Here too, is an epitaph on a smuggler, one George Walker, who was shot in 1819:
“Let it be known that I am clay,
A bace man took my life away;
Yet freely do I him forgive.
And hope in Heaven we both shall live.
“Wife and children I’ve left behind,
And to the Lord I them resign.
I hope he will their steps attend
And bring them to a happy end.”
The ancient Chamberlain’s accounts of about 1475 show that misdemeanants had the very worst of times at Lydd. First we find it ordered “That anyone found cuttyng or pikeyng purses, or other goods of lytille value, be brought to the high strete and there his ere nayled to a post or cart whele.” Then follows: “Paid for naylyng of Thomas Norys is ere 12d” There was a grim quality about the justice of those times. A knife was handed to the offender, so that he might release himself by cutting off his ear whenever he chose. The term of imprisonment therefore depended entirely upon himself.
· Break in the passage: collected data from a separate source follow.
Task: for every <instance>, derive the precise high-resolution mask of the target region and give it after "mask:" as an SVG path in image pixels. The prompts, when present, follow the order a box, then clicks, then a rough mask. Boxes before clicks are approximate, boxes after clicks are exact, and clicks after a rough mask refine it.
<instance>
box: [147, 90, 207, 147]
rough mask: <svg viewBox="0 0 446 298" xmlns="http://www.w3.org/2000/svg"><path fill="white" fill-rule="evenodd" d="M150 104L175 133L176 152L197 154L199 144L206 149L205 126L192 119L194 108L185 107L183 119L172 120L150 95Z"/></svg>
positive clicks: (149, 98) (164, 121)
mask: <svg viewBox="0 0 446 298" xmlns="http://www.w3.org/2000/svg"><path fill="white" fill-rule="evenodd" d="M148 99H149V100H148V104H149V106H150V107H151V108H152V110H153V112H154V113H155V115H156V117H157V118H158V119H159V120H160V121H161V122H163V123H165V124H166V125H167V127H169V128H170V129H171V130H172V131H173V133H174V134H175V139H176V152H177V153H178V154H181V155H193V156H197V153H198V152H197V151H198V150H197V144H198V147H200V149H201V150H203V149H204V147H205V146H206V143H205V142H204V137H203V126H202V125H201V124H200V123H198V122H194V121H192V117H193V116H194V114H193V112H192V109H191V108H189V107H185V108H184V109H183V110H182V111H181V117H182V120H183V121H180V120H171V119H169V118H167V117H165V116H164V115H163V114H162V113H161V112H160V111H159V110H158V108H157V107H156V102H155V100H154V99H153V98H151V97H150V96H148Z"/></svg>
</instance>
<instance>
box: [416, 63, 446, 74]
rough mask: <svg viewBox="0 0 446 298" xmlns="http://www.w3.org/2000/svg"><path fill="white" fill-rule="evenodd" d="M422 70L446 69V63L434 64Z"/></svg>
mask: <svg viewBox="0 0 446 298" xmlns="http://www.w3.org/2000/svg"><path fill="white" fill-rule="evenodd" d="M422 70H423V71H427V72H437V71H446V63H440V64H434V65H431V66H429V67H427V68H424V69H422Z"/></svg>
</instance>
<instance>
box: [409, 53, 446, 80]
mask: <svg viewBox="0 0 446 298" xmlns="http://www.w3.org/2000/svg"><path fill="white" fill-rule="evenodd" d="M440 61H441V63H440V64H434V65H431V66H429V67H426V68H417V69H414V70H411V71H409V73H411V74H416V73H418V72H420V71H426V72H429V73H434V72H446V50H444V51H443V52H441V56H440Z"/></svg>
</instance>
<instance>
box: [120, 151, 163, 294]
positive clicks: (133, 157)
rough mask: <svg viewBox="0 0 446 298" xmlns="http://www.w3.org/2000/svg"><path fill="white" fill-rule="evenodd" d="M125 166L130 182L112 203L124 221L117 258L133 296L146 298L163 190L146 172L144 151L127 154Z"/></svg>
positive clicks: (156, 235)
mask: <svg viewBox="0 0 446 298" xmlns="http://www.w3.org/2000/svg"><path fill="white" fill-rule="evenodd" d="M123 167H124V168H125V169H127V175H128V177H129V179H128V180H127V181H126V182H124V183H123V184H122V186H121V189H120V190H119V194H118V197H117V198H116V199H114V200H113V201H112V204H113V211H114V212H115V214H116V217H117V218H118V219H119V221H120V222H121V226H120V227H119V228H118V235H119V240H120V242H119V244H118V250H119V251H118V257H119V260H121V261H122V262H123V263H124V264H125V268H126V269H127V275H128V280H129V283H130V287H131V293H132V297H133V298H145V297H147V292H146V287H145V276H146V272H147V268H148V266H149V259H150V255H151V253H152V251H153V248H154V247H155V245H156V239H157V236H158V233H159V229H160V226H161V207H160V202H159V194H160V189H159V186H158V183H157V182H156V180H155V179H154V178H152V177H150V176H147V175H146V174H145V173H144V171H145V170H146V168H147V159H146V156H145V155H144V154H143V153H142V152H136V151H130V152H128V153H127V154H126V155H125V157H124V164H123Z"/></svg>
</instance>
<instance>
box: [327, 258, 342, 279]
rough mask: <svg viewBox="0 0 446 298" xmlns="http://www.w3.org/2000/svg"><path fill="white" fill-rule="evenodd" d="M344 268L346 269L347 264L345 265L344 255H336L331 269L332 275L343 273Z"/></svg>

The conservative qualities of Lydd may perhaps be judged by the fact that the Mayor, Alderman Edwin Finn, brewer, has been elected to the office thirty-one years; thus far outdistancing the record of FitzAilwyn, Mayor of London twenty-two years.
LYDD CHURCH.
Lydd is the place whence Dungeness, four and a quarter miles distant, is most readily arrived at. The best-advised explorers go by train. Others, who walk it, generally wish they had not. It is a specious and alluring road, starting fairly enough, and at the end of two miles still fairly easy walking; but thenceforward all road disappears. Even the track vanishes, and the pedestrian plunges wistfully on, through loose shingle, guiding his course by the more seaward of the two lighthouses. Knowing ones walk along the railway line; but that is not an inspiriting exercise.